Con un palacio y un montón de invitados.
Fue una boda hermosa.
Vivieron juntos durante 20 años.
20 años maravillosos.
Mi madre fue muy feliz con él.
Conducía perfectamente autos y motocicletas, podía arreglar cualquier cosa él mismo y siempre estaba inventando algo.
Y mi madre le cosía chalecos.
Ya saben, esos chalecos graciosos con muchos bolsillos para llaves, destornilladores y todo tipo de cosas necesarias, para no quedar varado a 500 km de San Petersburgo cuando de repente tu auto se detiene en un campo vacío.
Él podía hacer todo.
Y devolver un cumplido de tal manera que te dejaba asombrada, y armar un tractor para la casa de campo.
Jugaba con mis hijos, y ellos lo llamaban abuelo, y si puedo llamar a alguien padre en la vida, es solo a él.
Mi regalo de Año Nuevo para mi madre, mi maravilloso segundo padre, que recibí ya en la edad adulta.
Murió a los 86 años.
En el funeral había tanta gente, se dijeron tantas cosas buenas sobre él, hubo un saludo.
Y yo estaba allí, mirando y pensando en cuánto no le había dicho, qué lástima…
Dos años después, estábamos toda la familia en Cerdeña.
El aeropuerto interminable de Olbia, con una escalera al final.
Di dos pasos por esa escalera hacia las puertas de embarque y por alguna razón me giré.
Y literalmente a cinco metros de mí, lo vi.
Él caminaba hacia mí por el aeropuerto.
Su figura, su cabello, su manera de andar.
E incluso el chaleco que mi madre le había cosido, también era suyo.
E incluso el destornillador en ese chaleco.

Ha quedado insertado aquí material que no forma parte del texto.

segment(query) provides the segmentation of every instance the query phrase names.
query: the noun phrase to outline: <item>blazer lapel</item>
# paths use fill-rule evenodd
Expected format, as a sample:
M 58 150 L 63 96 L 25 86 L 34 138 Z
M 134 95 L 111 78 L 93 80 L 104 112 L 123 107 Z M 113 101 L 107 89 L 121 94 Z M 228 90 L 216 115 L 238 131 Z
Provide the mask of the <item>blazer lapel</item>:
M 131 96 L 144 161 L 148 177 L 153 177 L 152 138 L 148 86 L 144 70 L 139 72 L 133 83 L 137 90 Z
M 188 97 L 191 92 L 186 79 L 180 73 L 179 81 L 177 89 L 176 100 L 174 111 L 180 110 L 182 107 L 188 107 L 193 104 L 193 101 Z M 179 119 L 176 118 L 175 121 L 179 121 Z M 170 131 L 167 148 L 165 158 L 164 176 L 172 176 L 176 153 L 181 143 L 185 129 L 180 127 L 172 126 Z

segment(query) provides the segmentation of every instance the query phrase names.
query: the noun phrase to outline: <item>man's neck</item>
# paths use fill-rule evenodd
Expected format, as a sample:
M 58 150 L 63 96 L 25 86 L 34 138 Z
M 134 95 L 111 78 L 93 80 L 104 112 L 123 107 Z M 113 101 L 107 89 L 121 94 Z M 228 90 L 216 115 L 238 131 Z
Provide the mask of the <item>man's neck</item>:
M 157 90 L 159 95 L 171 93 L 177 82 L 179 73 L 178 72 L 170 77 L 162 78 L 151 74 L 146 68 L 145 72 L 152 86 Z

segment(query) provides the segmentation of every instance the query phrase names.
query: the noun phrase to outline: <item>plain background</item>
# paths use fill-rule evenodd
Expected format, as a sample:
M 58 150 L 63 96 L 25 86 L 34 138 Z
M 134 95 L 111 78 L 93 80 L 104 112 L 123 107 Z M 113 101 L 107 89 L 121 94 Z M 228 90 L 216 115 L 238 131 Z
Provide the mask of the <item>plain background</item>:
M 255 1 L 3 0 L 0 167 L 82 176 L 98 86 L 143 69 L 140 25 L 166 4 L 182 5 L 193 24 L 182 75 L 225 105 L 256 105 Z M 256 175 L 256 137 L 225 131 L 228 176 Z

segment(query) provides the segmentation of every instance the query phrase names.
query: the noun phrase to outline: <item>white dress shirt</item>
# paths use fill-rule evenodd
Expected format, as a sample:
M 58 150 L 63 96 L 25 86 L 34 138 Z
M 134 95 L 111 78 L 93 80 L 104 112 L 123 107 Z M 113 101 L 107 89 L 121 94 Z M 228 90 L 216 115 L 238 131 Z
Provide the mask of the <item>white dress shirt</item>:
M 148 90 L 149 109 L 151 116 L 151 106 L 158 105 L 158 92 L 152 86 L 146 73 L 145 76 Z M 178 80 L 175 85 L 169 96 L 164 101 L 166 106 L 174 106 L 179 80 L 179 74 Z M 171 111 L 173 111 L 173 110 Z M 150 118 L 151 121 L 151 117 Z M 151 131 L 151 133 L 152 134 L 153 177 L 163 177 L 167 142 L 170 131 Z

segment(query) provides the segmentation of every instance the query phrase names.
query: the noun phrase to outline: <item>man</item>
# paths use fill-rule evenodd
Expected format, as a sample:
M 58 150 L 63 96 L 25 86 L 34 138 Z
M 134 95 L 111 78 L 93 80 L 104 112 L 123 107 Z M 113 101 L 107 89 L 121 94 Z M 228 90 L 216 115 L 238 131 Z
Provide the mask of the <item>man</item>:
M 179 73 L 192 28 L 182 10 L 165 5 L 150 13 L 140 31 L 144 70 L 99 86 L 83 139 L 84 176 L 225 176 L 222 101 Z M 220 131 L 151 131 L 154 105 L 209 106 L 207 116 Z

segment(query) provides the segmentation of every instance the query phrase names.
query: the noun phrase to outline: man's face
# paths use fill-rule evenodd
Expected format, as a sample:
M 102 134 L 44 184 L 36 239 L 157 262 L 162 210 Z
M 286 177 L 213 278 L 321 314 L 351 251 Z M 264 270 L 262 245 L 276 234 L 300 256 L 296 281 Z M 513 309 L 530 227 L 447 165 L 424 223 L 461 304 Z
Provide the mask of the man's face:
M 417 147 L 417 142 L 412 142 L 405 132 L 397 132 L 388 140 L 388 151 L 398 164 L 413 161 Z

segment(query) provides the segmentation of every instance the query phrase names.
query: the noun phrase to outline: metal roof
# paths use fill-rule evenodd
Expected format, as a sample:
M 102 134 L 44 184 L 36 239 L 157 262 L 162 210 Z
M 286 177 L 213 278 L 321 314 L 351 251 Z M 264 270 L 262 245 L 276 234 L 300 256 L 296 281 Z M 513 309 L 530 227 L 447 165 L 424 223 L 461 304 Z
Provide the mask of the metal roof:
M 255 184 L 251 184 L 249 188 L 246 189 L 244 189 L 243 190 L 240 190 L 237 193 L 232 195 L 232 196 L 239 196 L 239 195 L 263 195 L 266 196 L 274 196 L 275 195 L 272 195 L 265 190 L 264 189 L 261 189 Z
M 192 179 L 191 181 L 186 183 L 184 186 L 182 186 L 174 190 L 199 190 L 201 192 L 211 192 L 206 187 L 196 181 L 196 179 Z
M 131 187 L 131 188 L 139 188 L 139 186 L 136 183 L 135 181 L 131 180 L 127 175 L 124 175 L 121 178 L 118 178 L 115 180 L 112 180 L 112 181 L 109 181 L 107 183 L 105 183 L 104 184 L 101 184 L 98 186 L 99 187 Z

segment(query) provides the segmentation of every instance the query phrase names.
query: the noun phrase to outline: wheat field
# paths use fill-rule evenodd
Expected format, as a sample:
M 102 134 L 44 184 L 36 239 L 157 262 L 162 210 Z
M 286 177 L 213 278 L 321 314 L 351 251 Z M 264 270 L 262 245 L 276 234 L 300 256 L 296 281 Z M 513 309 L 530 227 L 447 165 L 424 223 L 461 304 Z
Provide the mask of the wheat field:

Yo estaba paralizada y temía moverme.
Quería gritar “¡Gelya!” por todo el aeropuerto, pero tenía miedo de que él se girara y la magia desapareciera.
Detrás de mí tiraban mi esposo e hijos, les di las tarjetas de embarque y les dije que fueran sin mí, y yo misma miraba cómo él se iba.
Lento, lentamente, a través de todo el aeropuerto.
Y yo estaba en la escalera hablando con él.
“Te extrañamos tanto, Gelya, te necesitamos tanto, a todos nosotros.”
Se me concedieron 20 minutos más a solas con él.
Sus manos, sus hombros, sus piernas moviéndose lentamente.
Alrededor corrían multitudes, y yo solo veía cómo caminaba.
Lento, pero con mucha seguridad.
Siempre caminaba así.
Porque siempre tenía cosas que hacer.
Tan querido, tan amado, mi segundo padre en la isla caliente de un país en el que nunca había estado.
Y al final del aeropuerto, casi como un punto, se dio la vuelta y me saludó con la mano.
Y yo le respondí.
Y desapareció.
“Me despedí del abuelo”, le dije a los niños sorprendidos.
Me despedí, hablé.
Gracias a las fuerzas superiores por estos 20 minutos.